I am sure everybody agrees that this is very difficult, because letters of recommendation that future sponsors receive often largely exaggerate candidates competence and obfuscate their true motivation.
It happens only rarely that a candidate makes it as easy for a future sponsor to decide to hire or not as a recent applicant did for me. He sent me his CV as an e-mail attachment, and in the short cover letter [included] a sentence to the effect that the most important thing for him was that he be admitted to the U.S. based on the H1b visa.
In my response, I let him know that I am looking for associates whose most important reason to come to the NIH is to learn a lot and do some good work. I also let him know that I did not bother to open the attachment.

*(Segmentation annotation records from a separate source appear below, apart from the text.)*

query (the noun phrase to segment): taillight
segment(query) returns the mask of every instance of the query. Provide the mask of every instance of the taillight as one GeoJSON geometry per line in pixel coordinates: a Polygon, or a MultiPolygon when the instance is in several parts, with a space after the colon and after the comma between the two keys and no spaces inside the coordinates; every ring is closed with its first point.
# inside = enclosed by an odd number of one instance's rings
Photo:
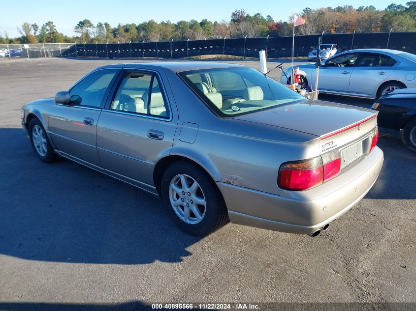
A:
{"type": "Polygon", "coordinates": [[[306,190],[337,176],[341,170],[339,152],[330,153],[322,157],[323,163],[322,158],[319,156],[284,163],[279,170],[279,186],[289,190],[306,190]]]}
{"type": "Polygon", "coordinates": [[[321,184],[323,168],[320,157],[304,161],[288,162],[282,165],[279,185],[290,190],[305,190],[321,184]]]}
{"type": "Polygon", "coordinates": [[[323,182],[329,180],[339,174],[341,170],[341,158],[323,165],[323,182]]]}
{"type": "Polygon", "coordinates": [[[371,140],[371,146],[370,147],[370,152],[371,152],[374,147],[377,145],[377,142],[379,141],[379,127],[376,127],[376,134],[373,136],[373,139],[371,140]]]}

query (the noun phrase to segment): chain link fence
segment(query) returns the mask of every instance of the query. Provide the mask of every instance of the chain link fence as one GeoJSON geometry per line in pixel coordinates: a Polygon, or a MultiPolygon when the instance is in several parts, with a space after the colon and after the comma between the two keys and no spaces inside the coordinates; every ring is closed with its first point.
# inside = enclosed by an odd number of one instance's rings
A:
{"type": "MultiPolygon", "coordinates": [[[[295,57],[307,56],[321,37],[322,43],[335,43],[342,51],[391,49],[416,54],[416,32],[337,33],[296,36],[295,57]]],[[[292,37],[236,38],[128,43],[50,43],[0,44],[0,58],[53,57],[157,57],[180,58],[203,55],[269,58],[290,57],[292,37]]]]}

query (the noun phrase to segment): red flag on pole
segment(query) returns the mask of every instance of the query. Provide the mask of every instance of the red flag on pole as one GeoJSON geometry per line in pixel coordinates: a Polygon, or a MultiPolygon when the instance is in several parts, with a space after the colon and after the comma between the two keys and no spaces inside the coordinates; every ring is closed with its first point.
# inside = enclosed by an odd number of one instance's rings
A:
{"type": "Polygon", "coordinates": [[[306,20],[296,15],[293,16],[293,21],[295,26],[299,26],[306,23],[306,20]]]}

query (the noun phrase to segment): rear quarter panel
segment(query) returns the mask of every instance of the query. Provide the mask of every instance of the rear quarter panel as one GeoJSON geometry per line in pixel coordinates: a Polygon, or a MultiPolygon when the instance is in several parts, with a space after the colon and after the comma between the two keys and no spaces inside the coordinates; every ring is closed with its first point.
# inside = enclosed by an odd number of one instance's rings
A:
{"type": "Polygon", "coordinates": [[[283,163],[320,155],[317,136],[217,116],[175,76],[169,78],[177,91],[179,120],[171,154],[198,163],[215,181],[278,195],[277,175],[283,163]],[[180,139],[185,122],[197,125],[193,143],[180,139]]]}

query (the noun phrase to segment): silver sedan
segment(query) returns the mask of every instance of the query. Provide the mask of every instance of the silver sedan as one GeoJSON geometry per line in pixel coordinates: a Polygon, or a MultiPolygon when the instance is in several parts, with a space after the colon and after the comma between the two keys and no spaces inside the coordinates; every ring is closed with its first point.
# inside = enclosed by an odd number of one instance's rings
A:
{"type": "MultiPolygon", "coordinates": [[[[308,84],[315,87],[315,64],[298,67],[307,75],[308,84]]],[[[291,69],[286,70],[288,77],[291,69]]],[[[288,82],[283,73],[281,82],[288,82]]],[[[320,93],[378,98],[388,91],[411,87],[416,87],[416,55],[400,51],[352,50],[328,58],[320,67],[320,93]]]]}
{"type": "Polygon", "coordinates": [[[315,236],[376,182],[377,113],[309,101],[244,66],[163,62],[97,68],[21,118],[41,161],[160,197],[190,234],[229,219],[315,236]]]}

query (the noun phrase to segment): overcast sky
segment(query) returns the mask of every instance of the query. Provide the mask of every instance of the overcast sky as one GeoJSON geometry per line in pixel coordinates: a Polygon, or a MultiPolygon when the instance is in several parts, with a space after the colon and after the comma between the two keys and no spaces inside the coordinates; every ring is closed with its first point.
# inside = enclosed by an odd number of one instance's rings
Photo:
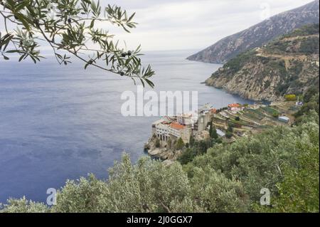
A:
{"type": "Polygon", "coordinates": [[[119,30],[120,40],[144,50],[206,48],[220,38],[261,22],[267,16],[311,0],[112,0],[137,12],[139,24],[131,34],[119,30]]]}
{"type": "MultiPolygon", "coordinates": [[[[132,33],[104,28],[125,40],[129,48],[144,51],[201,50],[218,40],[261,22],[270,16],[312,0],[100,0],[136,12],[132,33]]],[[[3,23],[0,19],[0,31],[3,23]]],[[[42,47],[43,50],[46,48],[42,47]]]]}

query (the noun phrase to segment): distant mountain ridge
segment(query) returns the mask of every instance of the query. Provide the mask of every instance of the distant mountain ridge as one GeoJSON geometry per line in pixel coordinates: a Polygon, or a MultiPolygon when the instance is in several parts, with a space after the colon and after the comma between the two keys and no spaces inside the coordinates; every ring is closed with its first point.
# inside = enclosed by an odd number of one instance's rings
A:
{"type": "Polygon", "coordinates": [[[318,23],[319,1],[275,15],[236,34],[228,36],[188,58],[188,60],[225,63],[249,49],[261,46],[304,25],[318,23]]]}
{"type": "MultiPolygon", "coordinates": [[[[254,100],[303,94],[319,83],[319,24],[304,26],[225,63],[206,83],[254,100]]],[[[318,88],[319,89],[319,88],[318,88]]]]}

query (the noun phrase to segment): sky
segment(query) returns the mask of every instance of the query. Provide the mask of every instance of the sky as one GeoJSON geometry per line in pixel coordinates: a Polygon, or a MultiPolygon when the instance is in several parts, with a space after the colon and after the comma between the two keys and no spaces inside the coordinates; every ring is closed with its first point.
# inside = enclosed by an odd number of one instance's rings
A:
{"type": "MultiPolygon", "coordinates": [[[[107,23],[101,27],[144,51],[201,51],[268,17],[312,0],[100,0],[117,4],[139,23],[131,33],[107,23]]],[[[4,30],[0,19],[0,31],[4,30]]],[[[44,47],[45,50],[46,48],[44,47]]],[[[48,47],[48,49],[49,48],[48,47]]]]}
{"type": "Polygon", "coordinates": [[[117,29],[119,40],[146,51],[202,50],[267,17],[311,0],[112,0],[136,12],[130,34],[117,29]]]}

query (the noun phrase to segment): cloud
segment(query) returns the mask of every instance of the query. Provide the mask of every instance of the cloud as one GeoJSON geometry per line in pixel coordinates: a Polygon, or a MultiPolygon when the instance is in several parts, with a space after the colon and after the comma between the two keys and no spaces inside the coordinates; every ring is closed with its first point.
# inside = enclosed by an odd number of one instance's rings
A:
{"type": "MultiPolygon", "coordinates": [[[[108,23],[100,26],[126,41],[129,48],[145,51],[201,50],[220,38],[255,25],[270,16],[311,0],[105,0],[136,12],[136,29],[127,33],[108,23]],[[267,14],[265,14],[267,12],[267,14]]],[[[1,22],[0,19],[0,22],[1,22]]],[[[1,23],[0,23],[2,25],[1,23]]],[[[2,28],[0,27],[0,30],[2,28]]]]}
{"type": "Polygon", "coordinates": [[[127,34],[110,31],[129,46],[141,43],[144,50],[202,49],[219,39],[245,29],[270,16],[311,0],[114,1],[137,13],[137,28],[127,34]],[[146,3],[147,2],[147,3],[146,3]],[[266,9],[265,6],[267,6],[266,9]]]}

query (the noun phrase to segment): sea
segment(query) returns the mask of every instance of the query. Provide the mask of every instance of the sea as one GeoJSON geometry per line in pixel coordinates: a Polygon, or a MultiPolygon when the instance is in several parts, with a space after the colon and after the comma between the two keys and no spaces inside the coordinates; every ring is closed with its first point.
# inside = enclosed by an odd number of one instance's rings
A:
{"type": "MultiPolygon", "coordinates": [[[[198,91],[198,105],[220,108],[252,103],[203,83],[221,65],[186,60],[194,51],[149,51],[142,56],[156,71],[154,90],[198,91]]],[[[150,88],[146,88],[146,90],[150,88]]],[[[159,117],[124,117],[125,77],[53,57],[35,65],[0,61],[0,203],[23,196],[46,202],[48,189],[94,174],[107,180],[122,154],[144,155],[151,123],[159,117]]]]}

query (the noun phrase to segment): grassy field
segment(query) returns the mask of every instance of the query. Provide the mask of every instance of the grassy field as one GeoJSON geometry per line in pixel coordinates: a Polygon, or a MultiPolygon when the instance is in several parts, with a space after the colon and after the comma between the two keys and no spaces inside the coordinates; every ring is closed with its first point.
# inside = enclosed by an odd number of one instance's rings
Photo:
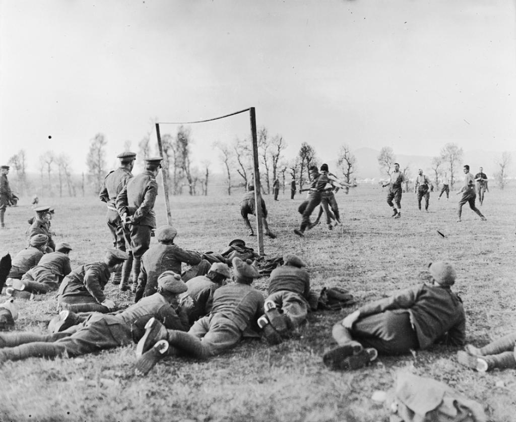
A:
{"type": "MultiPolygon", "coordinates": [[[[321,225],[304,238],[292,231],[304,196],[291,201],[280,193],[277,202],[265,196],[269,224],[278,235],[266,238],[265,253],[299,255],[308,265],[313,288],[342,286],[356,295],[356,306],[423,282],[429,263],[449,259],[458,273],[455,290],[466,310],[467,340],[483,345],[516,329],[515,193],[516,187],[502,191],[493,186],[481,208],[488,221],[465,207],[461,223],[456,222],[455,194],[438,201],[432,194],[425,213],[417,210],[414,194],[404,194],[402,217],[395,220],[384,190],[360,185],[349,195],[337,194],[342,226],[330,231],[321,225]]],[[[255,242],[246,235],[240,217],[242,194],[171,197],[176,243],[205,252],[219,251],[235,237],[255,242]]],[[[165,213],[163,196],[158,199],[159,225],[165,213]]],[[[31,214],[23,200],[8,209],[8,230],[0,232],[1,249],[13,255],[25,246],[31,214]]],[[[43,201],[56,207],[52,229],[56,241],[73,247],[72,267],[102,258],[111,240],[99,201],[43,201]]],[[[255,286],[265,292],[267,283],[262,278],[255,286]]],[[[131,302],[129,294],[111,284],[106,291],[118,303],[131,302]]],[[[38,299],[18,301],[17,329],[45,331],[56,301],[50,295],[38,299]]],[[[388,413],[371,396],[390,388],[397,371],[407,368],[478,401],[490,420],[516,420],[516,370],[479,374],[464,368],[457,363],[455,349],[437,346],[415,357],[380,357],[352,372],[328,370],[321,356],[331,345],[331,326],[354,309],[310,314],[300,338],[272,347],[245,342],[207,362],[164,361],[143,378],[134,375],[133,346],[75,359],[8,362],[0,367],[0,420],[382,421],[388,413]]]]}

Neither can one disagree with [Gottesmans] recommendation "that potential fellows be interviewed whenever possible, preferably in person in their home country or by bringing them to NIH for a visit, before committing a postdoc position at NIH." This, of course, would always be possible were the moneys to fund such trips available. Are they?
Paul Kovac, NIDDK
With respect to funding the interviewing of potential candidates, this is a decision that needs to be made as part of the recruitment process in each lab and in each intramural program.
Frequently, visiting fellows can be interviewed during scientific meetings or other scientific trips abroad, or fellows may be travelling to the United States and can be interviewed during their visits here.
Michael Gottesman, DDIR
On Priorities of a New NIH Director
To improve the selection of lab directors so that they are not only very good scientists but properly trained at managing and leading people (with respect to their employees).